Майгатов поморщился от противного, муторного запаха и продолжил:
- Они решили, что мы успели до потопления "Ирши" перегрузить мешки из ее трюмов к себе на борт. А поскольку на юте лежало мало мешков, они вообразили, что остальные - в трюмах. Вот для чего им нужна была схема. И вот почему я здесь, - даже как-то обрадовался своему открытию Майгатов.
Оно ничуть не облегчало его судьбу и его болезнь, но снимало один маленький, ощутимый грузик с души.
- Возможно, - все-таки оставил немного места для сомнения Иванов, с удивлением наблюдавший, как густо покраснел, пока говорил, еще недавно такой мертвенно бледный Майгатов.
- Не возможно, а точно!
- Это могли бы на сто процентов подтвердить лишь Крутые, - вслух подумал Иванов. - Но гигант лежит где-то на дне Красного моря и кормит собою рыбок.
"Еще одна кровь," - подумал уже про себя Майгатов, впервые услышавший о гибели грузина. На дне души качнулась жалость к нему. Она не была такой сильной, такой подступающей горьким комком к горлу, как печаль об Абунине. Это была просто жалость к человеку, который, наверное, считал, что живет единственно верно, раз "зарабатывает" так много, и так и не понял, что он упустил, если бы жил иначе.
- Да и остальные уже на небесах.
- Каких... небесах? - не понял Майгатов, который уже начинал путаться в образных рядах контрразведчика.
- Самых обыкновенных. Взорвали мы яхту.
Новость оглушила Майгатова. Иванов немного помолчал, ожидая вопросов, но их не было, и он сам, в подробностях, рассказал об Али, о трассерах Перепаденко и о тех обгорелых обломках, что они вылавливали потом больше часа, так и не найдя ничего больше, кроме этих обломков.
Выговорившись, помолчал. Майгатов думал о чем-то своем.
- У меня к тебе просьба, - нагнулся за тумбочку Иванов, и Майгатов впервые с удивлением обнаружил, что там стоит кейс-дипломат. - Опиши страницах на пяти-семи все, что с тобой произошло. Плен. Кого видел. Побег. Особенно внимательно - внешности тех, кого видел. Про этого, с бородавкой, отдельно, в конце. Постарайся создать его фоторобот. А ты, часом, рисовать не умеешь?
- Нет. Умел бы, в офицеры б не пошел.
- Я бы тоже. Ну ладно. Хоть как можешь накалякай. Хоть примерно. Все равно главное - словесный портрет.
Положил на тумбочку стопку ослепительно белоснежной финской бумаги и ручку.
- Трудись, летописец. А я пока по больнице пройдусь. Посмотрю, ради чего наши врачи тут за эти копейки корячатся...

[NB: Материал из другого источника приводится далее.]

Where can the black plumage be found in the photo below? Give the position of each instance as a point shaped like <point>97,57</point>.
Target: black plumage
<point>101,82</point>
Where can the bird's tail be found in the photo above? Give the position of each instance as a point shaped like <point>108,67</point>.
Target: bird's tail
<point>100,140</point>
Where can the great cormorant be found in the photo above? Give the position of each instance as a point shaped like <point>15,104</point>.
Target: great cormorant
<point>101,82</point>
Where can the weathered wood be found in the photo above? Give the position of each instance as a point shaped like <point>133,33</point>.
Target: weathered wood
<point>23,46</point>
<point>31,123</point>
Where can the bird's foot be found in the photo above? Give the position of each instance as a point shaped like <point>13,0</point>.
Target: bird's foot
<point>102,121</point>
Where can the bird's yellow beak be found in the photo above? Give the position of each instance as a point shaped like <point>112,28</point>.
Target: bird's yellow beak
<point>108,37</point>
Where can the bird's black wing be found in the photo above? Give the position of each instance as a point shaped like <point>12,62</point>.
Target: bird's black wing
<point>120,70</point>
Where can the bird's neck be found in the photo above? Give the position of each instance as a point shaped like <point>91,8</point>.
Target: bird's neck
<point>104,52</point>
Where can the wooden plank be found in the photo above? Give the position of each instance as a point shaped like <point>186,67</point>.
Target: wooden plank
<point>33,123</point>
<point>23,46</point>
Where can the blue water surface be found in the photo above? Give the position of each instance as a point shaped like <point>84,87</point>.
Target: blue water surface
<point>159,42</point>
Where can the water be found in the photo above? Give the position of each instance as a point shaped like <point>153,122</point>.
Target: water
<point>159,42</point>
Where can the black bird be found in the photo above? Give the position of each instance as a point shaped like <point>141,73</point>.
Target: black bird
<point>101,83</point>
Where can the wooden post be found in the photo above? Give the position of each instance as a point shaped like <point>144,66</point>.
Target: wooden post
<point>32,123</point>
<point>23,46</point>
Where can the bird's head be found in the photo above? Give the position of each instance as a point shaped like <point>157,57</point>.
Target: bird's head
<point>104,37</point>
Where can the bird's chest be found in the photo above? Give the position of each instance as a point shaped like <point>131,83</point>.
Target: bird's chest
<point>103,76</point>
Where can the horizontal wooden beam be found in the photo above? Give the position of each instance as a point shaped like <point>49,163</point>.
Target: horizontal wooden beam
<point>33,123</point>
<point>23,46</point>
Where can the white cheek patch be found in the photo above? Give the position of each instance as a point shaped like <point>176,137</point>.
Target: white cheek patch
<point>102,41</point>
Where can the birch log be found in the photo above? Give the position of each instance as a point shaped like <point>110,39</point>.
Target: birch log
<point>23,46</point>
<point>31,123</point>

Майгатов, оставшись в одиночестве, с минуту посидел на койке, потом с грохотом передвинул стул к тумбочке, сел на него и подумал, что надо бы у Иванова попросить листов десять такой бумаги и сообщить наконец о себе маме и сестре. Теперь, когда он начал выздоравливать, в этом уже был смысл. Потом он подумал о том, что в школе, в сочинениях, ему тяжелее всего, муторнее всего давалась первая фраза, но, поскольку за этот труд оценка не предвиделась, он начал его по-автобиографичному:"Я, Майгатов Юрий Александрович..."
Пропевшая дверь заставила оторвать глаза от слепящей бумаги.

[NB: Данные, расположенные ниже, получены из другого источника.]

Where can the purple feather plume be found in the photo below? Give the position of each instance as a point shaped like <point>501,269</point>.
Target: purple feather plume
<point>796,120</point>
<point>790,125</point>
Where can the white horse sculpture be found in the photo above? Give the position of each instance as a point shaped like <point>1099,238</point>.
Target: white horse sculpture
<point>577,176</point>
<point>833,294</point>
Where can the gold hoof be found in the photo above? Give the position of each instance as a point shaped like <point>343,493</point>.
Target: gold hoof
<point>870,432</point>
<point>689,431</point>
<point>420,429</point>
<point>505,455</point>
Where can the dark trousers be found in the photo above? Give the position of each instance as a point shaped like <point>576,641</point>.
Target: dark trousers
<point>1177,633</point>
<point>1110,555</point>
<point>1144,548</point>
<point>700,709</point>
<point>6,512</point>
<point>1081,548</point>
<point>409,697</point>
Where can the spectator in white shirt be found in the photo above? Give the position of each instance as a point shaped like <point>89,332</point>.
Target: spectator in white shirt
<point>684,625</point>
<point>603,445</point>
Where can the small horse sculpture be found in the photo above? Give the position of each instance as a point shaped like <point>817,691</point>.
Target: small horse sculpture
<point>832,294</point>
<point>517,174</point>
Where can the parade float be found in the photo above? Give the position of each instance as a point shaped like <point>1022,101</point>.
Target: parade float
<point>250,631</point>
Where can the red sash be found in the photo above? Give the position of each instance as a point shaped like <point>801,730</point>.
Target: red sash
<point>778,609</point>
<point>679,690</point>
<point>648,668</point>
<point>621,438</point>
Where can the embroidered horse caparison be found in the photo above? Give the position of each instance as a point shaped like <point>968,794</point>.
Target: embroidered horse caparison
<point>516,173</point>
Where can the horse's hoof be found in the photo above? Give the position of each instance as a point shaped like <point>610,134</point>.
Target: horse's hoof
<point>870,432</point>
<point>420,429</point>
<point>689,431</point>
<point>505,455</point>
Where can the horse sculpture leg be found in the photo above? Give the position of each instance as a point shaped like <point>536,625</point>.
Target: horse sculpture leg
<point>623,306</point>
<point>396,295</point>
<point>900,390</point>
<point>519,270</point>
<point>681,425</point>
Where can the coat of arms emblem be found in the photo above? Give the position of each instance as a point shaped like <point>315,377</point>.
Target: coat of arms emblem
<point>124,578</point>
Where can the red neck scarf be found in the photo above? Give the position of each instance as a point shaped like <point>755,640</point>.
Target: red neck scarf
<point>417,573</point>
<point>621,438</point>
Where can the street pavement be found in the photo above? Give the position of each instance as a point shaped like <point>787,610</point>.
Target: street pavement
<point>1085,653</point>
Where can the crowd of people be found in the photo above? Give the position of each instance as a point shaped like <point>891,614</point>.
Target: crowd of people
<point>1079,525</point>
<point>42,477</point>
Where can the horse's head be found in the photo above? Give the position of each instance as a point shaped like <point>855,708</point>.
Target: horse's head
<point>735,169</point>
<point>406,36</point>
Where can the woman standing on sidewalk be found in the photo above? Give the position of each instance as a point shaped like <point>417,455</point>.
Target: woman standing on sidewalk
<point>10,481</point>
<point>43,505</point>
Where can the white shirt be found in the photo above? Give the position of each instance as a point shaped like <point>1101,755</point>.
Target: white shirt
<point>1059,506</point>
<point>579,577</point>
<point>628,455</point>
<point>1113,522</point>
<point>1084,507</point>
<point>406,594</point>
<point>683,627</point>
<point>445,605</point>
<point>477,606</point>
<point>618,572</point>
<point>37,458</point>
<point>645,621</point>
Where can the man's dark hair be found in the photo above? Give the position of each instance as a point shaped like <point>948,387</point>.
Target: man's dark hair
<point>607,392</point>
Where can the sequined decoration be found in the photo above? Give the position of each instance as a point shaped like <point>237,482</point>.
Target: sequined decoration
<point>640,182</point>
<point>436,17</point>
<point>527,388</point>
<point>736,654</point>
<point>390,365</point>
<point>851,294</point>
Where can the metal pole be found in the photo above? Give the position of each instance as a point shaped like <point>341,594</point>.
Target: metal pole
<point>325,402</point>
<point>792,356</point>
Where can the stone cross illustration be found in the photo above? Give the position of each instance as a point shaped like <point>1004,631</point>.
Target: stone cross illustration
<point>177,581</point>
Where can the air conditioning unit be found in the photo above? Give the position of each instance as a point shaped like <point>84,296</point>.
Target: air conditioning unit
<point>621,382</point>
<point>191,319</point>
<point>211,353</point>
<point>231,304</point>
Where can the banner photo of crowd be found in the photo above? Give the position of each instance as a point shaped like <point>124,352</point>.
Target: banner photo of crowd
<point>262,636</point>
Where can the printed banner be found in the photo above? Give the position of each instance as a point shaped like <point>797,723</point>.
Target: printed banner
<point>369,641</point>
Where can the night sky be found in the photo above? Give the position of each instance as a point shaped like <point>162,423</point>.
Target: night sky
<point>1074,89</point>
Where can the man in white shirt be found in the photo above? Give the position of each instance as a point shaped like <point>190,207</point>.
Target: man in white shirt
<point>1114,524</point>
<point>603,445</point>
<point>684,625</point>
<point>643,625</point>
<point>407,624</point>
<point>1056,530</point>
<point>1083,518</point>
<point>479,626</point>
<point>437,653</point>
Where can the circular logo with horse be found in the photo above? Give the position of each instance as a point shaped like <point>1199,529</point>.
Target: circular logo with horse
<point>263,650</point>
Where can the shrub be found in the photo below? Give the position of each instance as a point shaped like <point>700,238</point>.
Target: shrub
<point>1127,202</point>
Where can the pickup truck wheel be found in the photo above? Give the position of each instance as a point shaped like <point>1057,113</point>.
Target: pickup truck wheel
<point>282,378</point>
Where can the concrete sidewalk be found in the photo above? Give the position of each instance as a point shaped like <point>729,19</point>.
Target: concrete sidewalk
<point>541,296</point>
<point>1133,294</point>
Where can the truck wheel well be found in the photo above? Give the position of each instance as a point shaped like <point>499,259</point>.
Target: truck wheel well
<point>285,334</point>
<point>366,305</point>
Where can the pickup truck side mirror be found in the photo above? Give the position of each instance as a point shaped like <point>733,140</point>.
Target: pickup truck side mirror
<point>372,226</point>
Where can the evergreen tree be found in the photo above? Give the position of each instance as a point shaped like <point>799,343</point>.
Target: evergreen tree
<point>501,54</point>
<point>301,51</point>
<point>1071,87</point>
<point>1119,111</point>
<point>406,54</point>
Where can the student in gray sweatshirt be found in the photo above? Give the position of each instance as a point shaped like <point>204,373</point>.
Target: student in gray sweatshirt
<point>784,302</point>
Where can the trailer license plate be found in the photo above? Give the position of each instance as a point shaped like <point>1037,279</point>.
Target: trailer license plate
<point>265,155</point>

- Извини, что отвлекаю, - вошел в комнату смущенный Леонид Иванович. Мы хотели к тебе зайти, но этот кагэбэшник... Наверно, у нас это уже в генах. Боимся КГБ, хоть ни разу ни мне, ни родне оно больно не сделало...
- А кто - "мы"? - предложил свой стул Майгатов, а сам пересел на кровать.
- Я и... Лена.
Леонид Иванович так и не сел. И в том, что он траурно стоял, и в том, что отчеркнул Лену паузой, таилась какая-то горькая тайна.